And another of mine, from several weeks ago.
green pastures
cat wants out
dog wants in
rooster wants the day off on Thursday
isn't anyone ever satisfied anymore?

From New Zealand, our friend Thane Zander presents us with this piece.
An Errant Poet Paints an Andy Warhol piece
It started with a painting at auction reaching ninety five million dollars
The artist passed away in 1988 the same year another artist, my mother passed away, though her works command a striking free fee, such a giving lady she was.
Warhol on the other hand, Green Cars Crashing sucks a load of cash out of some suspecting buyer, generally a mish mash of paint and papier mache the likes of school aged kids splattering with love.
The times when he held a can of Campbell's Soup up as art, cracked my funny bone, I have a gift then as I dabble freehand with pastels and watercolours, One senses his pop culture versus my kiwi culture
far outweigh the latter. I search my room for a masterpiece, something worthy of millions and spy a decrepit translation of the Maori in me, I had displayed and received reverence and accord.
What would a dead artist do with ninety five million? What would you do with that amount? Swing from the rafters and do bally hoop with chickens in the foul house of life, cluck cluck, what the fuck?
I measure my next attempt at Art, raise the hands above the keyboard, and ..... The End, signed me.

Gilbert Sorrentino was born in Brooklyn in 1929 and lived there and in Manhattan all his life. He published six volumes of poetry and five novels before he died in 2006.
This poem is from his collection, Selected Poems, 1958-1980
The Meeting
1.
We all know too much of loneliness. I used to think a man came stronger out of it. That might be so. Testing the old vapidities is not the same as saying them. They come at you screaming, they cut up the soul, injure you remorselessly: these things that once lay under our surfaces waiting to be used as objects to cause laughter, are become fiends, they have northern eyes, blue eyes, there is nothing at the bottom of them, they sit in faces that leer obscenely, that take on the faces, the shapes and declensions of friends, They speak if you will listen to them, if you can bear it.
2.
"Caelum non animum mutant qui trans mae currunt," not necessarily so, not at all so, or say that the sky changes you. I picked up pieces of petrified wood in Arizona, climbed a mesa that had stood there 6 million years, it was made of clay and rose coral, on top of it, I saw as far as I could see in all directions, nothing: but sky, but earth, but sky and earth, meeting, the evil winds laughed at and past me. On the road you sat in the car, the children in the car, your leg protruded from the open door, and I was suddenly made barren, suddenly a terrible aloneness, and the winds frightened me. I thought I should not see you again, the sky was full of blood and darkness, the blue was the blue of the west, our west, deadly and implacable. it was the eye of Satan, of all false gods, the evil eye.
3.
He said he could give up everything except he could not give up anything when the test was made of him.

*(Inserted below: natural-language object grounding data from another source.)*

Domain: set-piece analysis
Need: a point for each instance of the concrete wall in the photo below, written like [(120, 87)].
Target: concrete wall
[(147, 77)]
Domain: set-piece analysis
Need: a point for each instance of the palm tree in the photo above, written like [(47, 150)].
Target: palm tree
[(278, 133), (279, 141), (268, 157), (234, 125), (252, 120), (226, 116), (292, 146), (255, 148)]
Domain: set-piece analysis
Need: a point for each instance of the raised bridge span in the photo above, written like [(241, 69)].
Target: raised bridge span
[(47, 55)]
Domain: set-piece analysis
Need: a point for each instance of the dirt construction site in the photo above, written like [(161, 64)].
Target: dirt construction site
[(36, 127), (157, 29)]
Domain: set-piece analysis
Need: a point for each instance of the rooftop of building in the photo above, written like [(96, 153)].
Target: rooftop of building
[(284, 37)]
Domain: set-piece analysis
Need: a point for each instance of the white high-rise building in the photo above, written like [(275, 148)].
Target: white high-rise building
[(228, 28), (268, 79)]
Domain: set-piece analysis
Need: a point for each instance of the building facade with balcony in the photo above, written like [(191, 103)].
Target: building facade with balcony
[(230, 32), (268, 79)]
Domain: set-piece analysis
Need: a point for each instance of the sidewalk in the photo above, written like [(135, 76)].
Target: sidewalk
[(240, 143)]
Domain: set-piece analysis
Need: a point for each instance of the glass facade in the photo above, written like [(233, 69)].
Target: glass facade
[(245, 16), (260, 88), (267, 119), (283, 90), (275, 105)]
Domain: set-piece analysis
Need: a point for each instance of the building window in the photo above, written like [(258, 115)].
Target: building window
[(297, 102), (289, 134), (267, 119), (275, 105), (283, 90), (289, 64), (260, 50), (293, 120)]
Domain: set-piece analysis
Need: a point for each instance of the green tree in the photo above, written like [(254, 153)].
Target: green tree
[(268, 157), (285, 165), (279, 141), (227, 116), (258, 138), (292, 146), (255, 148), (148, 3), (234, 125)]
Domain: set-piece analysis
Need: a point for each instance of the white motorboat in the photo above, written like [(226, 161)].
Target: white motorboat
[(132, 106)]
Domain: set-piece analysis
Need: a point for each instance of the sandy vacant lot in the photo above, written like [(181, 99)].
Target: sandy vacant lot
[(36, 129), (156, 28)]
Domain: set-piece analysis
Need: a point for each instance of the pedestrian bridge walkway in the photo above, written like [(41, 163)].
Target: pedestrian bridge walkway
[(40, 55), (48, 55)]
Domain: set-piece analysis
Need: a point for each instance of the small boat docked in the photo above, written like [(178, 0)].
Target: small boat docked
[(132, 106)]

He is a quiet man, I used to mistake
that for strength when I was younger. I mistook it for solidity and thought all stronger
men were silent. I have always talked, to much, and hated it in myself. But what is speech but the release of strength
that threatens to destroy us? What is speech but the incantation that can make me out of mud and mountains
out of slime and nothingness? "Still waters run deep," is a lie, bring me the talkers, the windbags, confessors and liars, the
men who talk all night and all day who do nothing but talk, who won't stop even when they have no more to say, silence
is no more than the lid of the garbage can.
4.
I touched you, it was as if I had never touched anything, you
were water, there was a smell of water in your hair, your ands were quick and nervous
fragile to hold and there was water on them
I want to shatter the winds that prey on us I reach
through years for your hand.

Our next poem is from another "Here and Now" first-timer, Khadija Anderson.
Khadija says she is a Butoh dancer, poet, and alumni of The Evergreen State College. A mother of four, ages 3 1⁄2 to 22, she lives in Seattle and is pursuing a career as a poet while earning a living playing with babies. She says she actively challenges the myth that persons near age 50 are getting old.
soy mysterioso
I told you he grabbed my ass as we danced a slow salsa told me I was beautiful hell yes it was a line but I fall for those
Tony with his smooth merengue pulled me close hips swaying together god I fall for that
the tall man I danced with asked if I knew the cha cha are you alone my heart is pounding que linda
you laughed but here I am now thinking about them

Another observation piece, from a young girl I saw at Borders.
Sister Rosa would not like this at all
the dress worked ok at home in the mirror but now, out in public with her friends, she is excruciatingly aware of the scooped neckline that shows the soft curves of the sides of her breasts and the little perk of her nipples against the soft fabric of her blouse and she is embarrassed, walking quickly looking left and right with downcast eyes like a child about to be scolded, walking with her hands held awkwardly in front of her chest
if Sister Rosa were to see her now she would surely die

Driving 4,000 miles, as I did several weeks ago, allows plenty of time to listen to CD's. Among the ones we listened to was an old CD called The Highwaymen, featuring Willie Nelson, Kris Kristoffrerson, Waylon Jennings and Johnny Cash. They recorded the CD then did a tour together. This was probably 15-20 years ago. I like all four and remembered, when listening to it in the car, how much I had liked the CD when it came out.
Among my favorite songs on the disc is the title song, written by Willie Nelson. It's a four verse song, with Nelson taking the first verse, Kristoffrerson, the second, Jennings, the third, and Cash finishing with the final verse.
Here it is.
The Highwaymen
I was a highwayman, along the coach roads I did ride, With sword and pistol by my side. Many a young maid lost her baubles to my trade. Many a soldier shred his lifeblood on my blade. The bastards hung me in the spring of twenty-five: But I am still alive.
I was a sailor, I was born upon the tide, And with the sea I did abide. I sailed a schooner round the Horn to Mexico. I went aloft and furled the mainsail in a blow. And when the yards broke off, they said that I got killed: But I am living still.
I was a dam builder across the river deep and wide; Where steel and water dud collide. A place called Boulder on the wild Colorado, I slipped and fell into the wet concrete below. They buried me in that great tomb that knows no sound; But I am still around. I'll always be around, And around and around and around and around.
I fly a starship across the Universe divide. And when I get to the other side, I'll find a place to rest my spirit if I can. Perhaps I may become a highwayman again. Or I may simple be a single drop of rain; But I will remain, And I'll be back again,
And again, and again and again and again.
If you've never heard the song, or haven't heard it in a while, find it on the web somewhere and pull it up. These guys, unique in their own right, really work well together as an equally unique four of a kind.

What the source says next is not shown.